Updated: Moon Drop Review

Moon Drop version 1.0.1 recently dropped, addressing one of our main issues: Twitter spam. Now you can choose to make your tweets public or private so that your followers don’t get messages. This is a great improvement over the former system, and we are happy the developer addressed it.

The update also comes with some new humorous colonist sayings, and a few other fixes. While our score remains the same, we still wholeheartedly recommend Moon Drop.

We have played a lot of games, but not one has been quite like Moon Drop. It’s one of those simple yet unique concepts that require a surprising amount of control of the iPhone’s touch interface. Yet, some oversights keep it just shy of our top score.

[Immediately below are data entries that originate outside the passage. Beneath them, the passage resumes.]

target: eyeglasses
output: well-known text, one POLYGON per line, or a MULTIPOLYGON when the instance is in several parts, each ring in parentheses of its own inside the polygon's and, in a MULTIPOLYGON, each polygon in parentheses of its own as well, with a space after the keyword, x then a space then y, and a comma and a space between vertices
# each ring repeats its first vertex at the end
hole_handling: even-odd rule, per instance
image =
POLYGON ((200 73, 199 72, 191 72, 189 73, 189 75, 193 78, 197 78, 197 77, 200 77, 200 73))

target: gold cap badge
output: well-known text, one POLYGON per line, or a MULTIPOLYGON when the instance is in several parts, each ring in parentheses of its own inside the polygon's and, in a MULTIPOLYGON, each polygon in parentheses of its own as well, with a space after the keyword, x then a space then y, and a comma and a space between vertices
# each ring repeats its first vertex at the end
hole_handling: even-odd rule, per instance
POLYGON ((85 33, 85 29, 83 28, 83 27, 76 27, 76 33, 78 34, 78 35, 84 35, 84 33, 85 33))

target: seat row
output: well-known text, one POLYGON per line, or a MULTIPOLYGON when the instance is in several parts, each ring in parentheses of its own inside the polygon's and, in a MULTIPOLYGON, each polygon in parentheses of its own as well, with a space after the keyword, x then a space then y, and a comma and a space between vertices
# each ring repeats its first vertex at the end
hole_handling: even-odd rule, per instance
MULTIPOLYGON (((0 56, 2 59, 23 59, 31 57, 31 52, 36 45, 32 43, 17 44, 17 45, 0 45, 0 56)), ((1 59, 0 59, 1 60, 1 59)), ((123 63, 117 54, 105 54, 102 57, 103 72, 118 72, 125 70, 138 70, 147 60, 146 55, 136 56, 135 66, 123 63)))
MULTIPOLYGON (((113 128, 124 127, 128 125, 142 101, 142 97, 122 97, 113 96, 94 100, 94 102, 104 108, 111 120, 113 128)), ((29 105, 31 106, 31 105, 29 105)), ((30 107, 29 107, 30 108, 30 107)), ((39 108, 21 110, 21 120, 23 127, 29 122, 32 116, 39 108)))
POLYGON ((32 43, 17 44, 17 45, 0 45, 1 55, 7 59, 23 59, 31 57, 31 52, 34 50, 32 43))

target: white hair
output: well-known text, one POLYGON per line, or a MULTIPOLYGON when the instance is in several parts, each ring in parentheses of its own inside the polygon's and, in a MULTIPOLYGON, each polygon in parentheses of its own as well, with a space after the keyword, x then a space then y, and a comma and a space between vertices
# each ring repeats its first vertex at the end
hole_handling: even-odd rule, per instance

In Moon Drop, you land lunar pods onto a platform located on the bottom of the screen (or the Moon, if you will). You can control their speed and movement by tapping anywhere on the screen. The pods will then move in the opposite direction. Keeping your finger beneath the pods for a period of time will thrust them up, while quicker taps keep them falling, but at a slower pace. Also, the effect you have on them depends on the distance between the pod and your finger. In short, there are a lot of factors that go into the physics and controls.

However, there are some twists. Any time you do not touch the screen the pods descend at an increasingly faster rate, and if they crash into the ground at a high enough velocity, they will explode. Also, missing the platform also spells out death. If you cause three pods to explode, it’s game over.

Each set of pods comes down in a wave, and each one is increasingly difficult. At the start of the game, you are only responsible for one or two pods, but they quickly come down in groups of six or more. There are also bonus waves, which include more difficult formations than what you’ve seen up to that point in the game, but failing to land pods does not result in a penalty.

Gently, now, gently!

After each wave, you are given a humorous remark or space joke from an astronaut, and your score. The scoring system includes the number of pods landed, a group bonus (how many pods you can land together), and a target bonus (how many pods you land in the center of the platform). This means that seasoned players will be able to rack up a greater score in less time by collecting bonus scores, which is great for those hunting for high scores.

One thing we feel was a missed opportunity for Moon Drop was an option for multitouch controls. While we understand this was likely a design choice, being able to use more than one finger at a time could make the game even more engaging and intuitive. For example, we would love to be able to pinch underneath a pod to shoot it back into the air or make a wall to keep the pods in a straight line.

A major oversight we found in the game was the online scoring, which uses Twitter. The idea is that you can tweet your score and it will appear on the high score list. However, this causes ‘spam” to your followers, something which can be quite problematic. Also, not everybody has a Twitter account so the range of users able to use online scoring is limited. We hope that NimbleBit goes the route of true online scoring in a future update.

Even with these issues, Moon Drop is still a worthwhile purchase for the current asking price of $0.99.